LASIK surgery is carried out with a local anaesthetic (eye drops). A small metal suction ring is placed on the surface of the eye around the cornea. This stabilises a cutting device (microkeratome) that shaves 160 microns of tissue from the surface of the cornea to create a very thin flap. The microkeratome and metal suction ring are then removed from the eye and the tissue flap is temporarily folded to one side. The exposed area of cornea is sculpted by an excimer laser and steepened centrally. The laser treatment takes 3 or 4 minutes to complete, after which the flap of corneal tissue is folded back and a plastic shield protects the eye.

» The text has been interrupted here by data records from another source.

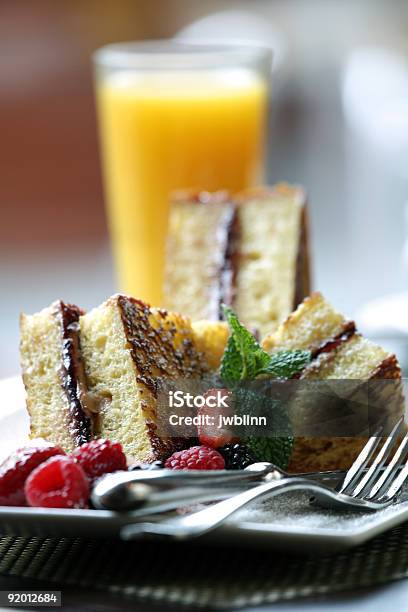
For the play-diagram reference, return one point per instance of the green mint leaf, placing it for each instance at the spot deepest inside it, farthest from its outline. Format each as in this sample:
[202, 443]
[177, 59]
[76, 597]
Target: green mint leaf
[275, 450]
[253, 359]
[231, 364]
[285, 364]
[245, 359]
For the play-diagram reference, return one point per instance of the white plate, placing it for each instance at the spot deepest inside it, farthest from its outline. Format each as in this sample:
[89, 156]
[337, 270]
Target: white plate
[287, 522]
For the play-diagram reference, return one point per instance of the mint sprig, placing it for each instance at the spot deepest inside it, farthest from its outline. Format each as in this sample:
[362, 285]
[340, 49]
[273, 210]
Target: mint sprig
[245, 359]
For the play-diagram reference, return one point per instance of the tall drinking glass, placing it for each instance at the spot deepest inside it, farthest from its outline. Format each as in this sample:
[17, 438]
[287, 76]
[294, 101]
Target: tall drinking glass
[173, 116]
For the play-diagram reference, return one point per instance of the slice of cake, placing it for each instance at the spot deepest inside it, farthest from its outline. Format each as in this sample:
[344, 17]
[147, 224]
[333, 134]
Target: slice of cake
[127, 346]
[338, 353]
[210, 338]
[250, 253]
[53, 373]
[272, 273]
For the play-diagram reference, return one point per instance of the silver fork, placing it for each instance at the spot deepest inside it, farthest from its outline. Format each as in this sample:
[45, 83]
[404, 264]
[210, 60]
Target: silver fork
[364, 489]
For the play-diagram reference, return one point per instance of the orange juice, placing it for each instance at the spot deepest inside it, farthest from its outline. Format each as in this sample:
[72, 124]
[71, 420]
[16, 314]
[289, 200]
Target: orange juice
[168, 130]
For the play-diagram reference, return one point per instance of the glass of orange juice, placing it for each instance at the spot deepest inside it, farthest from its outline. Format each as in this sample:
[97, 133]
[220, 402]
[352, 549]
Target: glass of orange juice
[174, 116]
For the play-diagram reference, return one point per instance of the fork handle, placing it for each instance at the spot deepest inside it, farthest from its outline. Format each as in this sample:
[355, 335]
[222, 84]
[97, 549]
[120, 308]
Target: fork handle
[208, 519]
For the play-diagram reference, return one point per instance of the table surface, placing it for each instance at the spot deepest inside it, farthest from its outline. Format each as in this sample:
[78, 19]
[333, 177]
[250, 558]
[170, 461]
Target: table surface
[366, 600]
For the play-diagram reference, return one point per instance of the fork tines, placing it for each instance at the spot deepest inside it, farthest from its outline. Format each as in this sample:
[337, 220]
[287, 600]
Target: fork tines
[379, 484]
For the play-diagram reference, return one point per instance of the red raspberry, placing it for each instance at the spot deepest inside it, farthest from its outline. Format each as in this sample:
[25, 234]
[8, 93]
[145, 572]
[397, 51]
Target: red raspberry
[16, 468]
[100, 457]
[196, 458]
[208, 432]
[58, 483]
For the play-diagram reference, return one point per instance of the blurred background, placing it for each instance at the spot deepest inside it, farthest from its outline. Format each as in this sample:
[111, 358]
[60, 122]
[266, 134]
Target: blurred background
[338, 125]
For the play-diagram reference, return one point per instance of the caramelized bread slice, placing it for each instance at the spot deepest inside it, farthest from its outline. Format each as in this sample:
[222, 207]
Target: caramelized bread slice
[197, 268]
[314, 325]
[53, 374]
[126, 346]
[250, 253]
[339, 353]
[272, 276]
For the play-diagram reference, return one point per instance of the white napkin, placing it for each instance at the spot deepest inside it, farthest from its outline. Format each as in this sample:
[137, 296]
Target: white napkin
[14, 421]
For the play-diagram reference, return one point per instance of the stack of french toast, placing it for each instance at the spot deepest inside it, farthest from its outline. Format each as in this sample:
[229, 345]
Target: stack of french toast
[92, 374]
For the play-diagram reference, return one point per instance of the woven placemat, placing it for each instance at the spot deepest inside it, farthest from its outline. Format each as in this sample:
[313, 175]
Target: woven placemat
[209, 577]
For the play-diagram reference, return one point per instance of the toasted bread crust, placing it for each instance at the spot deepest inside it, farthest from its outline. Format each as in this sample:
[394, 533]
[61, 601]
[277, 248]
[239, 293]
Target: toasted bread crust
[161, 345]
[73, 379]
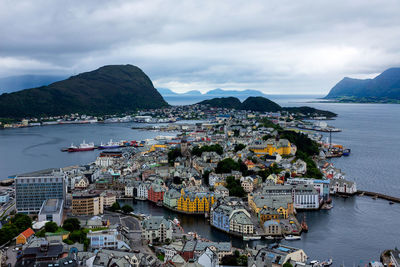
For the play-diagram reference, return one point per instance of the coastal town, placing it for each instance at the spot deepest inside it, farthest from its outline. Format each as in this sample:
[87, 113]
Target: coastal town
[249, 174]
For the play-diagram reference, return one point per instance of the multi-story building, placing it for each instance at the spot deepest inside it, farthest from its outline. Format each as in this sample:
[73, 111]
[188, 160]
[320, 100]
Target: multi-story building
[108, 199]
[4, 197]
[52, 210]
[171, 198]
[155, 193]
[156, 228]
[283, 204]
[87, 204]
[271, 146]
[306, 197]
[107, 239]
[193, 202]
[33, 188]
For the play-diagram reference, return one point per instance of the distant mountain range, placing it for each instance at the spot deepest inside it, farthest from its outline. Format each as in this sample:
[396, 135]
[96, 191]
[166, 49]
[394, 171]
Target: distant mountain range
[261, 104]
[107, 90]
[384, 87]
[15, 83]
[212, 93]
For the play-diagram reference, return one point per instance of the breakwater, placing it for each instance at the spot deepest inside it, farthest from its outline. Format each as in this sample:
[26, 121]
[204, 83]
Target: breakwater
[378, 195]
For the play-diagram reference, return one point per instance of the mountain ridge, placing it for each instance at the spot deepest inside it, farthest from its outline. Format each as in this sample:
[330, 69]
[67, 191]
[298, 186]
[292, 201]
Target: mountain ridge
[384, 86]
[106, 90]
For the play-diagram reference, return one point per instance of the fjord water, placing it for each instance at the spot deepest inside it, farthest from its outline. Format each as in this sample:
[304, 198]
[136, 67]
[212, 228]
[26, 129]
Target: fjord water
[356, 229]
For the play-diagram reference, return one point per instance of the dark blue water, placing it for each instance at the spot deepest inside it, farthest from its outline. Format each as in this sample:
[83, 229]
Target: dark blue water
[355, 229]
[29, 149]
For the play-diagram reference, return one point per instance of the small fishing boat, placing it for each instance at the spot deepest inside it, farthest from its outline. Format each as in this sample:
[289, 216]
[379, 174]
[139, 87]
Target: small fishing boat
[292, 237]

Photo-refractive Keratectomy (PRK)

PRK was one of the first methods of treatment introduced using the excimer laser to correct optical defects of the eye. The thin layer of cells (epithelium) that covers the surface of the cornea is gently scrubbed off by the surgeon and the laser treatment is applied directly onto the surface of the cornea. At the end of the operation the normal covering of epithelial cells is missing from the treated area, and it is necessary for the surrounding cells to grow back over the central part of the cornea. Following PRK the eye is very painful for the first day or two. Although the cells will cover the central area in a few days, it takes several months for the cell layer to stabilise over the treated area, and there is often a degree of haze or scarring of the cornea in the treated area.

Advantages of LASIK
LASIK is a modification of PRK in which a tissue flap covers the laser-treated area. There is no raw area of cornea exposed at the end of the operation, and so little or no pain after the surgery, and the eye settles down much more quickly. The optical recovery is faster and the vision generally stabilises rapidly. It is rare to encounter scarring in the visual axis after LASIK.

Disadvantages of LASIK
LASIK surgery is technically more complex compared to PRK and requires additional instrumentation. This makes the procedure more expensive, and there are additional risks associated with the flap.

Problems with Refractive Surgery
The amount of corneal tissue that can safely be removed by the laser is limited by the thickness of the cornea. To minimise the amount of tissue that needs to be removed by the laser, the optical correction is restricted to a small central area of the cornea. It can be seen from the diagram that the optically corrected area is generally smaller than that achieved by a contact lens. Provided that the treated area is directly over the pupil then the optical performance of the eye is satisfactory. If the pupil is very large (e.g. when driving at night) then the light rays may pass through both optically corrected and uncorrected parts of the cornea and this can lead to glare and poor vision. If the optical area treated is not perfectly centred on the pupil the quality of vision may also be reduced. If the strength of the optical correction achieved by the treatment is inaccurate, it is possible to carry out further treatment by lifting the flap and applying additional laser to the bed. A small optical correction requires less laser treatment than a larger correction. The greater the refractive error that is being corrected the greater the chance of a less than perfect outcome. At present the laser cannot correct above +10 dioptres of hypermetropia.

Amblyopia (Lazy eye)
Occasionally in people with severe long sight who are considering having LASIK it is found that the quality of vision obtained with glasses is less than 6/6. This is because the visual development of the eye has never reached its full potential. In such cases the vision following LASIK treatment will be no better than that which was obtained with glasses before the treatment.

As one get older the ability of the lens of the eye to focus on close objects declines. Around the age of 40, someone who has not previously needed spectacles finds that they require reading glasses. Similarly someone in this age group whose hypermetropia is successfully corrected so that their distance vision is perfect, will still require reading glasses.